Postoperative pain is a common problem after inguinal hernia repair. Postoperative pain may delay the return to normal activity and delay hospital discharge. Various techniques have been employed to provide postoperative analgesia, by the use of regional anesthetic technique, local anesthesia or traditional analgesic technique: opiates, non-steroidal anti-inflammatory drugs (NSAIDs) or combinations.
To compare the postoperative pain relief provided by simple bupivacaine wound instillation and ultrasound guided inguinal hernia field block.
PATIENT AND METHOD:
A single blind, prospective, randomized controlled clinical trial for 72 male patients who were undergoing elective unilateral inguinal hernia repair. In 37 of them 10 ml of 0.5% plain bupivacaine was instilled (irrigated) into the wound by the surgeon for 1 minute. In another 35 patients, ultrasound guided field block performed using 20 ml of 0.25% plain bupivacaine at the end of surgery. Vital signs, numerical pain score and analgesia requirement were recorded at recovery (zero hour), 1st, 2nd, 4th& 8th hours postoperatively.

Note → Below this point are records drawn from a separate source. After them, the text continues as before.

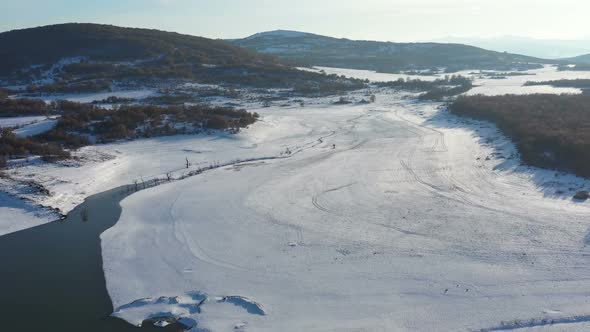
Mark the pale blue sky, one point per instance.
(395, 20)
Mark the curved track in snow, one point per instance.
(405, 226)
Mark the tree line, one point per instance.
(551, 131)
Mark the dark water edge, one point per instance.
(51, 276)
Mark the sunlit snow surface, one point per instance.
(486, 86)
(417, 221)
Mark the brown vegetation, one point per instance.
(549, 130)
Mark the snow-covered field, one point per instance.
(17, 215)
(483, 85)
(417, 221)
(12, 122)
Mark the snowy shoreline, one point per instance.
(415, 211)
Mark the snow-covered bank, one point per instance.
(17, 215)
(417, 221)
(107, 166)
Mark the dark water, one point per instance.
(51, 276)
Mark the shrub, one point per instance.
(550, 131)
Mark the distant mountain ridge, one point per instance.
(87, 57)
(311, 49)
(36, 46)
(581, 59)
(542, 48)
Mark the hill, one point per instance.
(581, 59)
(80, 57)
(310, 49)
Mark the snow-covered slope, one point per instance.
(16, 215)
(416, 221)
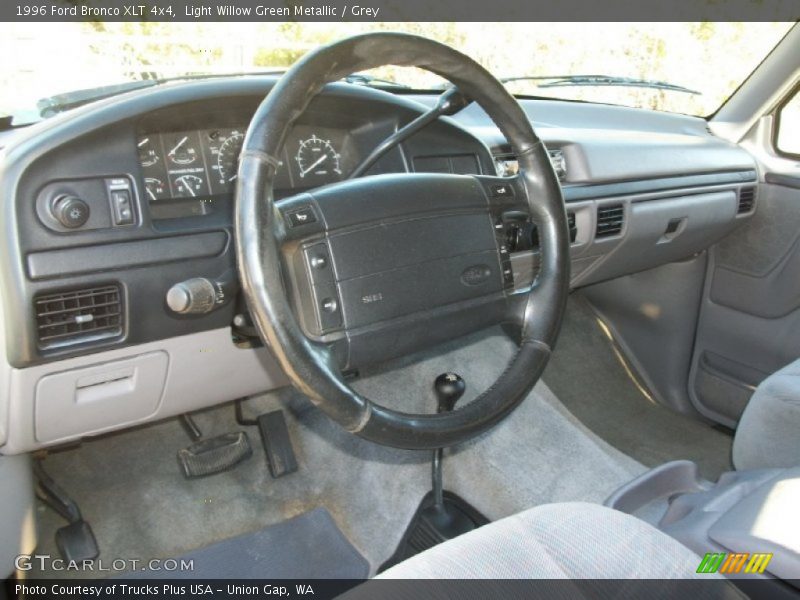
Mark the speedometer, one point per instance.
(317, 157)
(228, 157)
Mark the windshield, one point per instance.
(688, 68)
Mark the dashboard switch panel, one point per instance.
(121, 196)
(70, 211)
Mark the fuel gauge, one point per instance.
(155, 188)
(181, 148)
(148, 153)
(189, 186)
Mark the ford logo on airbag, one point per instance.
(476, 275)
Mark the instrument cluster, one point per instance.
(200, 166)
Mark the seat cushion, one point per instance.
(768, 435)
(572, 540)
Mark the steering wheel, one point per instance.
(348, 224)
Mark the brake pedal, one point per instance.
(76, 542)
(277, 443)
(215, 455)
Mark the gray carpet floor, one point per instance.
(590, 380)
(130, 488)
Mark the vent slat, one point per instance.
(747, 200)
(78, 316)
(610, 219)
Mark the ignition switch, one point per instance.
(200, 295)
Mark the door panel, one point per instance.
(749, 322)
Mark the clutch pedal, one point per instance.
(214, 455)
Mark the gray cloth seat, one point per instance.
(768, 434)
(573, 540)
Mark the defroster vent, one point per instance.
(747, 200)
(78, 316)
(610, 219)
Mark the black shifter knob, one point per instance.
(449, 388)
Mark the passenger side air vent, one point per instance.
(573, 226)
(78, 316)
(609, 219)
(747, 200)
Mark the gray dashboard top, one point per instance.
(610, 144)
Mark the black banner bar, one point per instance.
(397, 10)
(708, 587)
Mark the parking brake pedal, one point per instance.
(214, 455)
(277, 443)
(76, 541)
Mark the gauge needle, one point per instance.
(178, 145)
(189, 188)
(317, 163)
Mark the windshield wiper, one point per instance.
(550, 81)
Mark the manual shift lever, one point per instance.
(449, 388)
(441, 515)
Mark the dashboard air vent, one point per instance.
(559, 163)
(573, 227)
(507, 165)
(609, 219)
(78, 316)
(747, 200)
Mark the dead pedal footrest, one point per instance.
(214, 455)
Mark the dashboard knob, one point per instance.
(70, 211)
(193, 296)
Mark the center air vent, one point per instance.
(747, 200)
(78, 316)
(609, 219)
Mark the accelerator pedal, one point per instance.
(214, 455)
(277, 443)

By applying null hypothesis, using the t-student test of two independent samples, pain score and request for analgesia show significant difference only at the first two hours with p-value <0.05, otherwise there was no significant differences in the following hours. For vital signs there was no significant difference for both groups
Bupivacaine instillation is as effective as ultrasound guided field block for inguinal hernia repair pain. We recommend this technique in places where ultrasound machine is not available especially in many developing countries.